In the past year you went through a lot of changes with the fire and loss of much of your work as well as personal belongings, but you also had a child. Both of these events by themselves have a huge impact on people’s lives but you had them both occur in a short amount of time, so there was this tremendous amount of loss but also this huge gain, how did these both influence your work?
There was a lot of insecurity in decision making and I don’t think I allowed myself to ponder on the loss much, especially when it came to the art. It took me while to feel at home in our new place. It had nothing to do with the neighborhood or the people, it was more the immediate unexpected change and the feeling of loss which was very abstract in a way. The moment my wife told me she was pregnant, it was as if our lives again were interrupted but this time with a gift, of life and a new beginning. Quite unexpectedly I noticed my turning into expressing my point of view, observations and commentary on family relationships and our humanity. Not necessarily joyful themes, but exploring how we are shaped by upbringing, culture, experiences and events. My work used to be more about expression without questioning or searching an idea. That definitely changed.

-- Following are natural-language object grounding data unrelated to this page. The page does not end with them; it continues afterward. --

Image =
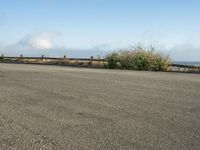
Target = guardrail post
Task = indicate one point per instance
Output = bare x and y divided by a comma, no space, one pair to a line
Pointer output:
42,57
2,57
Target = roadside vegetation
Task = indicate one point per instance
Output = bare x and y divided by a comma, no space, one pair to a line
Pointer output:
138,58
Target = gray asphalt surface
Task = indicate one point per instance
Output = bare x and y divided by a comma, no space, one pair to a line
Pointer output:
51,107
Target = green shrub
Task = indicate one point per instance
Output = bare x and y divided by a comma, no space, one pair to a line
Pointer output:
138,58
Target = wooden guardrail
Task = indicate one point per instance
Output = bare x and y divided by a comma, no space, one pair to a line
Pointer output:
49,58
92,59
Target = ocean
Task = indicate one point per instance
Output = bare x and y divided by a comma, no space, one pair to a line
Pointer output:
190,63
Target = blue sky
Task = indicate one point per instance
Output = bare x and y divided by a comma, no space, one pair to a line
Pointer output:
91,27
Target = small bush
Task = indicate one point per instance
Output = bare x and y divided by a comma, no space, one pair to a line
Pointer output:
138,58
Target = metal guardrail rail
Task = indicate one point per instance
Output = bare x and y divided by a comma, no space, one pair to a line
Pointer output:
15,59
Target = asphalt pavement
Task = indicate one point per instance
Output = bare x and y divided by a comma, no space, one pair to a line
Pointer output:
53,107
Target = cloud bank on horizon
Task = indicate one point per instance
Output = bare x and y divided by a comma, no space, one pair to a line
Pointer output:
95,27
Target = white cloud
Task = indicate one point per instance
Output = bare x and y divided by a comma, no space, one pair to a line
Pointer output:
43,41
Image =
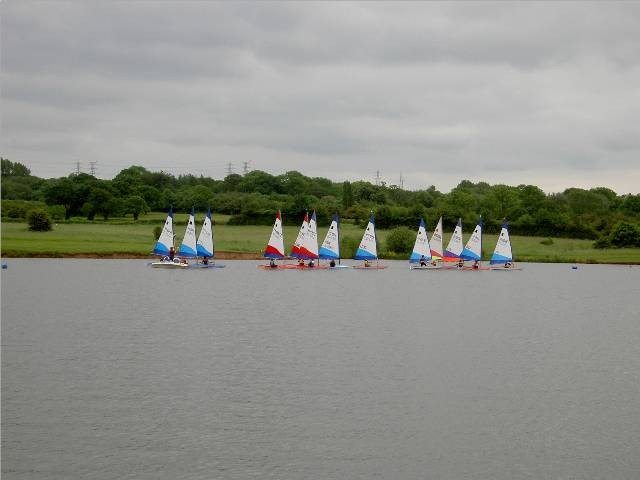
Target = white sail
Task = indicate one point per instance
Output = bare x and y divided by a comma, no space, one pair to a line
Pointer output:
367,249
188,246
165,242
502,252
436,241
275,247
454,247
473,248
421,249
204,245
330,248
300,239
309,248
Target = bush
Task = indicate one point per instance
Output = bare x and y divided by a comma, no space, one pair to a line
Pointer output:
400,240
625,234
38,220
57,212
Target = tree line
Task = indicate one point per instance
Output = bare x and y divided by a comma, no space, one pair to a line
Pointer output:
254,197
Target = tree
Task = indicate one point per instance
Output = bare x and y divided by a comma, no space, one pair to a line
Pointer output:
347,195
38,220
13,169
625,234
400,240
136,205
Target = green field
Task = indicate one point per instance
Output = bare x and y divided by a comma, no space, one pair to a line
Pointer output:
119,238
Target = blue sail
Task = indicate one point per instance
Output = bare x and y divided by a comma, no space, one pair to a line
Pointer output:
330,249
165,242
368,249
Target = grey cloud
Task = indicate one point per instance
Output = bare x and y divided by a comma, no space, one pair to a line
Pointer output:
331,89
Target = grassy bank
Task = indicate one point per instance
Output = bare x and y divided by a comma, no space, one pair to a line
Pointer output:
118,238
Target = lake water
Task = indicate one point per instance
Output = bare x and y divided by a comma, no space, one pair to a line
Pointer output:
113,370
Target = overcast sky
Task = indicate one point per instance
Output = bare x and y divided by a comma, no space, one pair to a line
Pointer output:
538,93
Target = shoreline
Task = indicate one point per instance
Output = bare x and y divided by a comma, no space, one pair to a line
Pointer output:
222,255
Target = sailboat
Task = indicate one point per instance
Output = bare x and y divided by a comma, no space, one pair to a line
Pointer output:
309,247
436,242
275,246
454,247
473,249
421,253
503,255
368,250
297,245
164,246
330,249
204,245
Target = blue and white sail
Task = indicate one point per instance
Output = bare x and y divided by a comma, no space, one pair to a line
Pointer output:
421,249
165,242
367,249
300,239
454,247
330,249
188,246
502,252
204,245
473,249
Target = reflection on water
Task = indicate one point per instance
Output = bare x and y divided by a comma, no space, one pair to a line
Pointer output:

What was the catalyst and/or the influences for the new series of work as well as the decision to open your studio to showcase it?
Definitely the fire. I always had an interest in street photography and it is something I did on and off. The very fist thing I had to replace was my smart phone and shortly after replacing it was clear to me that it was my only way of self-expression. I had no home, no studio. I turned to journaling on the notes app and suddenly, before I knew it, I was observing and documenting people on the street, and wondering what their story was. I called the series Apariciones, because when I’d take the photos I noticed something Saint-like to some of the people in the images. I decided to do the open studio because it’s been a while since I’ve participated in art exhibits, and I have not been pursuing galleries much. I want to explore the possibilities of bringing people to my space and this would be a new experiment in my independent artist path. Might even be a good opportunity to network close to the studio, establish myself a local artist and see if we want to take it further with other events and guest artists.
What was the process in creating this series of paintings?
Except for the imagery where you clearly see the subject posing, about 90% of the images are candid photos. The subjects don’t know they’re now in a work of art and the viewer will have to guess where the photo took place. I like the process of exalting the snapshot and extracting them from their original context. By placing them in an abstract setting that makes them almost look as religious figures. I’m attempting to make the experience of seeing one a direct intimate encounter between the viewer and the subject.
Where do you see the new series going and what do you envision for the open studio concept?
I think this series has potential to be exhibited in a gallery or even something more local and community oriented. The fact that I’ve taken a lot of these photos around my neighborhood makes me wish the community gets to see it eventually. The open studio is a way of a creating a more intimate experience for people to see art but also to get to experience the creative space and some of the process. I want to make it more of an art gathering.
Being that we are a graffiti/street art site we always ask what artists’ relationship is with either graffiti or street art. Who or what are your influences if any; that come from those two worlds?
Though I never considered myself a street artist my New York backdrop and the graffiti movement as a whole have always been a huge influence. When I was starting out Basquiat was a big influence on me. But the abstraction that happens on a wall after many tags has always attracted me. I have worked on street art and conceptual art projects like “The Peace Flyers, The Priority Boxes Art Project (PeaceBoxes) and Bin Poetry” in the past which involves people and call for people to become activists or take some type of action. I think it taps into spirit of free expression found in Street Art.